Human corpses are a key training tool for future doctors and dentists, but in some medical schools donations have declined since the beginning of the COVID-19 pandemic. Officials remind people that body donation is important for research and education.
“In terms of learning, having a real human body has superiority. This allows you to actually feel, touch and view the different structures the way they normally are, rather than in a synthetic corpse or 3D model, ”said Dr Olusegun Oyedele, Associate Professor in the Department of Cell and Physiological Sciences at the University of the UK. Colombia.
The University of Vancouver has had problems receiving its usual number of donated bodies, as has West University in London, Ont., Where donations have fallen by 20 percent from pre-pandemic levels, said Hailey Linklater, who oversees the body testament program at Schulich. Faculty of Medicine and Dentistry and manages the anatomy laboratory.
There have been reports of reduced body donation this year in Nigeria, the UK, Sweden and the United States.
“I’d like to have 100 or more each year so I can help with all of our teaching and contribute to our research, but we get a little less than that, usually 75 to 85,” Linklater said.
“In 2020, we only had 18 accepted donors because we really weren’t sure what the academic year would be like, but in the following years, 2021 and 2022 so far, we only had 60 to 65 donors.
“First teachers”
Linklater is unsure of what to attribute the drop in donations, although she suspects people were unable to arrange a funeral service for their loved ones during the pandemic and want to have a body for a more traditional service.
Close relatives play a large role in the donation, and donors usually want to help with research or future medical students because they have been supported in some way by the health system.
Armagan (Army) Alam is a medical student at the University of British Columbia who says the donated human corpses that students work with are respected. (Submitted by Army Alam)
Both Western and UBC, like most other medical schools that use donated human bodies, teach students respect for corpses.
“Donors are really their teachers. What we do to repeat this kind of respect and homage to them is that we have a short service at the beginning of each school year for each class to remind them that this is a sacred place, that they “received a gift, and that they are expected to treat these donors as their first patients and first teachers, “Linklater said.
Armagan (Army) Alam, 25, was an engineering student when he took a course in human anatomy at McGill University in Montreal. The students were shown human corpses and the experience led Alam to change his major from medicine.

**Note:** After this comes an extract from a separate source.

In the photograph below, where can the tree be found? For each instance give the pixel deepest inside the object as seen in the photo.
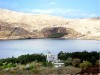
(76, 62)
(68, 62)
(85, 64)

“The first person I saw was this 30-year-old man in perfect, virginal condition. It was very shocking and I felt awe and gratitude that someone not much older than me made this decision to donate his body, “said Alam, who is now in his fourth year of medical school at UBC. He organized a memorial service at the end of the year for the corpses, to which relatives were invited.
Preserved body parts in a laboratory at the University of British Columbia help students learn anatomy. (Delivered by the University of British Columbia)
“It is an honor and a privilege for me to have this training, a very special experience,” Alam said. “I had a corpse that had tattoos and we decided to try not to cut the tattoos if it wasn’t necessary, because this man, we didn’t know their exact history, but this man had a long and influential life. It was a reminder to be incredibly respectful and considerate. ”
Every human body is different, complex and detailed, and that’s not something you can learn in a textbook, Alam said.
That is why medical schools hope that the decline in corpse donations is an omission rather than a trend.
“I like to have personal conversations with potential donors, to repeat that not everyone can be a donor, that they have to inform their relatives, that they have to hire a funeral service to transport their bodies to us,” Linklater said.
The memorial service at the end of the year leaves family members, staff and students with a sense of pride and gratitude, she added.